Thursday, May 26, 2011

exachk - WARNING!!! sm_priority is not set to recommended value of 5 on infiniband switch

I used exachk and found WARNING => sm_priority is not set to recommended value of 5 on infiniband switch exasw-ib1
So, I checked them by CheckSWProfile.sh script.
# ./CheckSWProfile.sh -I exasw-ib1,exasw-ib2,exasw-ib3
Checking if switch exasw-ib1 is pingable...
Checking if switch exasw-ib2 is pingable...
Checking if switch exasw-ib3 is pingable...
Use the default password for all switches? (y/n) [n]: y
[ERROR] OpenSM configurations mismatch for switch exasw-ib1
Found: controlled_handover=TRUE log_max_size=8 polling_retry_number=5 routing_engine=ftree sminfo_polling_timeout=1000 sm_priority=8
Required: controlled_handover=TRUE log_max_size=8 polling_retry_number=5 routing_engine=ftree sminfo_polling_timeout=1000 sm_priority=5
then I changed sm_priority (8 to 5) in /etc/opensm/opensm.conf on infiniband switch (exasw-ib1)
# vi /etc/opensm/opensm.conf
#Begin /etc/opensm/opensm.conf
.
.
# SM priority used for deciding who is the master
# Range goes from 0 (lowest priority) to 15 (highest).
sm_priority 5
.
.
.
# End /etc/opensm/opensm.conf

After changed ... restart Subnet Manager on infiniband switch
# /etc/init.d/opensmd

Usage: opensmd {start|stop|restart|status}

# /etc/init.d/opensmd restart
Stopping IB Subnet Manager.. [ OK ]
Starting IB Subnet Manager. [ OK ]
back to database server again... and used CheckSWProfile.sh script.
# ./CheckSWProfile.sh -I exasw-ib1,exasw-ib2,exasw-ib3
Checking if switch exasw-ib1 is pingable...
Checking if switch exasw-ib2 is pingable...
Checking if switch exasw-ib3 is pingable...
Use the default password for all switches? (y/n) [n]: y
[INFO] SUCCESS All switches have correct software and firmware version:
SWVer: 1.1.3-2
[INFO] SUCCESS All switches have correct opensm configuration:
controlled_handover=TRUE log_max_size=8 polling_retry_number=5 routing_engine=ftree sminfo_polling_timeout=1000 sm_priority=5

8 comments:

Klaas-Jan Jongsma said...

I think this is a some sort of mistake in the exachk file, you better check it with Oracle Support.

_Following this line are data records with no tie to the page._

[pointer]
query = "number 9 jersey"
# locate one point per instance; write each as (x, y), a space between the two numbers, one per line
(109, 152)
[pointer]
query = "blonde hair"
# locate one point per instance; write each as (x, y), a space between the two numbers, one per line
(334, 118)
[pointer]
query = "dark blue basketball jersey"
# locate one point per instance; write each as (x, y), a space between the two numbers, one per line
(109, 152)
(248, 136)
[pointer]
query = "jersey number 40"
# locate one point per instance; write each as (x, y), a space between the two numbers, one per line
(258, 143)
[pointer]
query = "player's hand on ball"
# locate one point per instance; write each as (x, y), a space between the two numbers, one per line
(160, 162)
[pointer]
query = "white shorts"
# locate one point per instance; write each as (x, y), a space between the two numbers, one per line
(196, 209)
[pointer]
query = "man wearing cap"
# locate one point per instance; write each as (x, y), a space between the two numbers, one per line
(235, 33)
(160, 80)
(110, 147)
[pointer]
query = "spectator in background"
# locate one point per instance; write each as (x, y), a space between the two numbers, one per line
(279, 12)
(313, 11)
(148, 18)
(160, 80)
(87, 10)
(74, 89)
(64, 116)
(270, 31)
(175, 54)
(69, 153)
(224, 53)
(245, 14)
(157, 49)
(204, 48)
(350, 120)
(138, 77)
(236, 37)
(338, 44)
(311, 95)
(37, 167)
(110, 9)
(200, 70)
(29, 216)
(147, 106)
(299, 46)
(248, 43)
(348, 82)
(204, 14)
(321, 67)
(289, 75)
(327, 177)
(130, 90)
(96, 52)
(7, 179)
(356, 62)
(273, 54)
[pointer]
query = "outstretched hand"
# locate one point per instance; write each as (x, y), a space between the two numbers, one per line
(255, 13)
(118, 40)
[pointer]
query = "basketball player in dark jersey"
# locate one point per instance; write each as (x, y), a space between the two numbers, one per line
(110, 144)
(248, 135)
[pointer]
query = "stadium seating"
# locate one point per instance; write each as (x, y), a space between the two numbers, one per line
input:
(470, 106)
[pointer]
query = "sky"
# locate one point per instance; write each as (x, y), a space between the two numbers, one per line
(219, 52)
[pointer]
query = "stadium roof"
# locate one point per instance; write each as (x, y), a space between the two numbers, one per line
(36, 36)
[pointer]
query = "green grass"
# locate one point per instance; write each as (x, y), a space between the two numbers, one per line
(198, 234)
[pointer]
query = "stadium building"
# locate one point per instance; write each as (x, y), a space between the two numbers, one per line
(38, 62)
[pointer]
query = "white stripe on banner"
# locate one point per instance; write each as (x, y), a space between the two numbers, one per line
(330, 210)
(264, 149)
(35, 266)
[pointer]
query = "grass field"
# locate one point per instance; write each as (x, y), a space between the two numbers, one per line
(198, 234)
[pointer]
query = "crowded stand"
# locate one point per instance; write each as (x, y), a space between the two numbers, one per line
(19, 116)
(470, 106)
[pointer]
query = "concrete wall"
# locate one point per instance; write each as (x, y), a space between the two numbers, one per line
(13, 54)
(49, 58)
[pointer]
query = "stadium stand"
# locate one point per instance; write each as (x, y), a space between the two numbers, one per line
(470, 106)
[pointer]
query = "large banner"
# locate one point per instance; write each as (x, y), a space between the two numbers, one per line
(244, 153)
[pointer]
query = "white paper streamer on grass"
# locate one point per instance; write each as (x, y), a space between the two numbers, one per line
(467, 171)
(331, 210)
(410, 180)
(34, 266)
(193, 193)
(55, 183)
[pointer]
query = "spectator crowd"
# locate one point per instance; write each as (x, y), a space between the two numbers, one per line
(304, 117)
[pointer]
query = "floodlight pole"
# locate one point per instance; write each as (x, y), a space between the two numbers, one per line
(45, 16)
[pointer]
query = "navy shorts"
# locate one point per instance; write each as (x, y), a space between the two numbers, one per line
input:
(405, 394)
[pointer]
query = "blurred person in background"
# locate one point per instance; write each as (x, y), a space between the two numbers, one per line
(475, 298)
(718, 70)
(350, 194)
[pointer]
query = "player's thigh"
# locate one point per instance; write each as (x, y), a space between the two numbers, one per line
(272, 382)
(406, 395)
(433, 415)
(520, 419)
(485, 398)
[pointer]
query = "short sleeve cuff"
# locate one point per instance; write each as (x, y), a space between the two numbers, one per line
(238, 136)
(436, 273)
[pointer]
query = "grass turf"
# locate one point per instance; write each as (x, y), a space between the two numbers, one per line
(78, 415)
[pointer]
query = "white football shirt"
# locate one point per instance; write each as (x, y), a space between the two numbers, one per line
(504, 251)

IB1 is your spine switch, you need to set it on a sm priority of 8 in case you need to hook it up to another exadata rack (or exalogic). Setting it to 5 might cause problems in multirack environments.

Klaas-Jan Jongsma said...

I think this is a mistake in the exachk script, you better double check this with Oracle Support.

IB1 is your spine switch, used to hook up multiple Exadata or Exalogic machines. It needs to be set to a sm priority of 8. Your leave switches should be at sm 5. Setting your spine switch to 5 as well might cause problems in multirack environments.

Surachart Opun said...

Thank you so much. I'll check with Oracle Support.

Surachart Opun said...

Still find out.
If check from Doc:
By default, the Subnet Manager within the management controller is set to 0 priority. If there is more than one Subnet Manager in your InfiniBand fabric, you must set the priority of each Subnet Manager appropriately. The Subnet Manager with the highest priority is the primary (or Master) Subnet Manager.

Surachart Opun said...

someone suggested me.. review Exadata Doc before.

I use X2-2 HALF RACK

Setting the Subnet Manager Master on Exadata Database Machine Full Rack and Exadata Database Machine Half Rack

Exadata Database Machine Full Racks and Oracle Exadata Database Machine X2-2 Half Racks have three Sun Datacenter InfiniBand Switch 36 switches. The switch at rack unit 1 (U1) is referred to as the spine switch. The switches at rack unit 20 (U20) and rack unit 24 (U24) are referred to as leaf switches. The spine switch is the Subnet Manager Master for the InfiniBand subnet. It has priority 5.

Vern Wagman said...

Hi,

This is Bug 12600905 - exachk fails to account for spine switch.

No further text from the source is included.